A Salvation Army advisory council board member, Emilia Neudorff, was instrumental in creating and managing the community garden along with the men of the ARC.

“The idea to do a community garden came from my love of gardening,” Neudorff said. “Gardening is a very therapeutic thing for me to do, so I thought maybe it would be a good thing for the men too.”

Neudorff aims to grow fruits and vegetables to take back to the ARC to share and eat. She emphasizes the phrase “redeeming the dirt’,” using the garden as a way to help save lives and give back.

“Redeeming the dirt is a saying that kind of parallels with what the Lord is doing in our lives; he is redeeming our dirt,” Neudorff said.

According to Neudorff, this farming project has been successful for the last few months, providing pride and satisfaction in hard work with biblical lessons to parallel the work.

Daigh Walker_2Opening in March, the men of the Canoga Park ARC have come to the garden every Saturday for two hours to plant, water, and maintain the land.

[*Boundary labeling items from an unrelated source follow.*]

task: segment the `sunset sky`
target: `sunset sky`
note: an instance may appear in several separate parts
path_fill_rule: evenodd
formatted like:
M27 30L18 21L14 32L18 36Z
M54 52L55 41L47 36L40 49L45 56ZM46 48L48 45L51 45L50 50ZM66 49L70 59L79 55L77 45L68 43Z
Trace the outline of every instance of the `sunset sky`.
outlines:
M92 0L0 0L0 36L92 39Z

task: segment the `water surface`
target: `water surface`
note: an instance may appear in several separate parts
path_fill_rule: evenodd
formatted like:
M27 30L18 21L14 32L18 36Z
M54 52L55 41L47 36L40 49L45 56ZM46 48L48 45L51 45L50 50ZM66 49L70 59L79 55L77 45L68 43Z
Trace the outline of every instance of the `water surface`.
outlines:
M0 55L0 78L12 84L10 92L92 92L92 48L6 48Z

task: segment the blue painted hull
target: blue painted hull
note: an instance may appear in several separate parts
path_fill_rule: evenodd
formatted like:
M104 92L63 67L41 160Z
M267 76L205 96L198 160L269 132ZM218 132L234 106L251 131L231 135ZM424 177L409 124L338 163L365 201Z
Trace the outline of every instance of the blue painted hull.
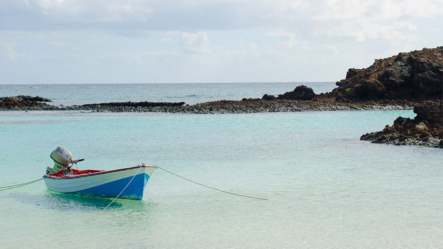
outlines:
M112 170L72 170L70 174L63 175L59 171L43 177L48 189L60 193L141 200L145 187L157 168L143 165Z
M132 177L127 177L109 182L105 184L94 187L79 191L66 193L76 195L98 196L100 197L115 198L125 188ZM140 174L134 177L134 179L123 191L119 198L141 200L143 197L143 190L149 180L147 174Z

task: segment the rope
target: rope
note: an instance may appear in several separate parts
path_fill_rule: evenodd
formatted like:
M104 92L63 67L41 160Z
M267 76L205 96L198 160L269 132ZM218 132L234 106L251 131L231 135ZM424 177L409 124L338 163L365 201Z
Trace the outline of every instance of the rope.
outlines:
M111 203L109 203L109 204L108 205L108 206L106 206L106 208L105 208L102 209L102 210L101 210L101 211L100 211L100 212L99 212L98 213L97 213L96 215L94 215L94 216L92 216L92 217L90 218L88 220L83 222L83 223L82 223L82 224L84 224L86 223L86 222L88 222L88 221L90 221L91 220L92 220L93 219L94 219L94 217L95 217L97 216L97 215L99 215L100 213L101 213L101 212L103 212L104 211L105 211L105 209L106 209L107 208L108 208L108 207L111 206L111 204L112 204L112 203L114 202L114 201L115 201L116 200L117 200L117 198L118 198L118 197L120 196L120 195L121 194L122 194L122 193L123 193L123 191L124 191L126 189L126 188L127 188L128 186L129 186L129 184L131 183L131 182L132 181L132 180L134 179L134 178L135 177L135 176L136 176L137 174L138 174L139 171L140 171L140 169L142 168L142 167L143 167L143 166L144 165L144 164L142 164L141 165L140 165L140 167L139 167L139 169L138 169L138 170L137 171L137 172L135 173L135 175L134 175L134 176L132 177L132 178L131 179L130 181L129 181L129 182L128 182L128 184L126 184L126 186L125 187L125 188L124 188L123 190L122 190L122 192L121 192L117 196L117 197L115 197L115 198L114 198L114 200L113 200L111 202Z
M166 169L164 169L164 168L161 168L161 167L159 167L159 166L157 166L157 167L158 168L159 168L159 169L160 169L163 170L164 170L164 171L167 172L168 173L169 173L172 174L173 175L175 175L175 176L178 176L179 177L180 177L180 178L181 178L184 179L185 180L186 180L187 181L190 181L190 182L193 182L193 183L196 183L196 184L199 184L199 185L202 185L202 186L204 186L204 187L206 187L207 188L211 188L211 189L214 189L214 190L217 190L217 191L221 191L221 192L224 192L224 193L228 193L228 194L231 194L231 195L238 195L238 196L242 196L242 197L247 197L247 198L249 198L259 199L260 199L260 200L267 200L267 199L265 199L265 198L258 198L258 197L252 197L252 196L247 196L247 195L239 195L238 194L235 194L235 193L231 193L231 192L227 192L227 191L223 191L223 190L220 190L220 189L216 189L216 188L213 188L212 187L210 187L210 186L206 186L206 185L203 185L203 184L201 184L201 183L199 183L198 182L195 182L195 181L192 181L192 180L190 180L190 179L189 179L185 178L185 177L183 177L183 176L179 176L179 175L177 175L177 174L174 174L174 173L172 173L172 172L168 171L168 170L166 170Z
M43 178L40 178L40 179L38 179L37 180L34 180L33 181L31 181L30 182L25 182L24 183L20 183L19 184L17 184L17 185L15 185L7 186L6 187L0 187L0 189L0 189L0 191L2 191L3 190L7 190L8 189L13 189L13 188L18 188L19 187L22 187L24 185L27 185L28 184L30 184L31 183L33 183L34 182L38 182L38 181L40 181L41 180L43 180Z

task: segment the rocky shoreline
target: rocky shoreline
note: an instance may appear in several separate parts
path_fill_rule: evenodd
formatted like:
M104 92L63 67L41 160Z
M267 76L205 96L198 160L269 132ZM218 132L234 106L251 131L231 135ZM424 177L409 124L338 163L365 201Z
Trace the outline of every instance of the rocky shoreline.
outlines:
M46 103L1 106L0 111L90 111L95 112L154 112L195 114L246 114L305 111L411 110L415 104L406 101L358 103L321 103L299 100L221 100L196 105L183 102L117 102L56 107Z
M424 101L417 105L414 119L399 117L383 130L367 133L360 140L395 145L443 148L443 101Z
M361 140L396 145L443 148L443 47L400 53L375 60L367 68L351 68L338 87L319 95L305 86L277 97L220 100L196 105L184 102L113 102L56 107L38 96L0 98L0 111L89 111L195 114L303 111L399 110L414 109L413 120L399 117L382 131Z

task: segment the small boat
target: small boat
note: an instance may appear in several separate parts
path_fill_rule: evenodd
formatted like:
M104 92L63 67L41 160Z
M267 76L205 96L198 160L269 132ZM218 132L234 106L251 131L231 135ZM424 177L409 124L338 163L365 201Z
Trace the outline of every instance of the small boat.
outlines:
M71 168L84 159L72 160L72 154L58 147L51 154L55 162L48 167L43 176L51 190L76 195L141 200L146 183L157 169L154 165L141 165L111 170Z

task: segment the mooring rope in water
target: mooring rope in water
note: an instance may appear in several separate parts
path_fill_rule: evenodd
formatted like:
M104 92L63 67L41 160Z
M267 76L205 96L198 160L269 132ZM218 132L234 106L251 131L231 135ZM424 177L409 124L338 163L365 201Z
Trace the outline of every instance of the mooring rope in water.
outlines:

The garden includes a multitude of produce including peppers, tomatoes, green beans, cucumbers, and watermelon.

“I can definitely see our goals starting to be met,” Neudorff said. “I wanted this project to be like a work therapy where the men could just come outdoors and forget their troubles and I can see that happening.”

Daigh Walker, a beneficiary of the ARC for about five months, has worked on the garden since it opened.

“I’ve been here since we broke ground,” Walker said. “We started from the bottom having just seeds and a plot of dirt and now we can make a pot of soup from what we have grown.”

Walker sees the garden as a place to get away from everyday life and an opportunity to work on his hands and knees in the dirt and fresh air. An electrician by trade, Walker said he has put 45 hours of work into the garden, volunteering as often as he can.

“This project gives me some type of hope that there is community out there,” Walker said. “It’s rewarding to me and I’m proud to be a part of something that is going to help other men not just right now but hopefully for generations.”

Walker is excited to bring his young son to the garden and teach him about planting and harvesting.

“When my son used to bring his plants and seeds home from school, we would go by the directions on the package or by guessing,” Walker said. “Now, I’ll be able to bring him here and show him how much I’ve learned. I’m gaining so much from this.”

Walker said the best part about working on the garden is being able to work with Neudorff.

“Mrs. Emilia is excellent,” Walker said. “Her heart and mind are in it. She gets it to where the guys can understand how to do it. It’s beautiful how she had brought these men, men with issues, to come back to life and how to put our hearts into something.”

Although the project is still in its early stages, the hope is that it will lead to a new learning experience called “Farm to Table.” Neudorff, along with the men, are planning to use the crops in making jams, jellies, and preserves. The men will not only receive knowledge on how to cook and can fruits, but will also learn the sales and marketing skills needed for a small business venture.

“I’m just very proud of the men,” Neudorff said. “They come out and they work so hard. They just give a lot of what they have to give and they’re just very positive about it.”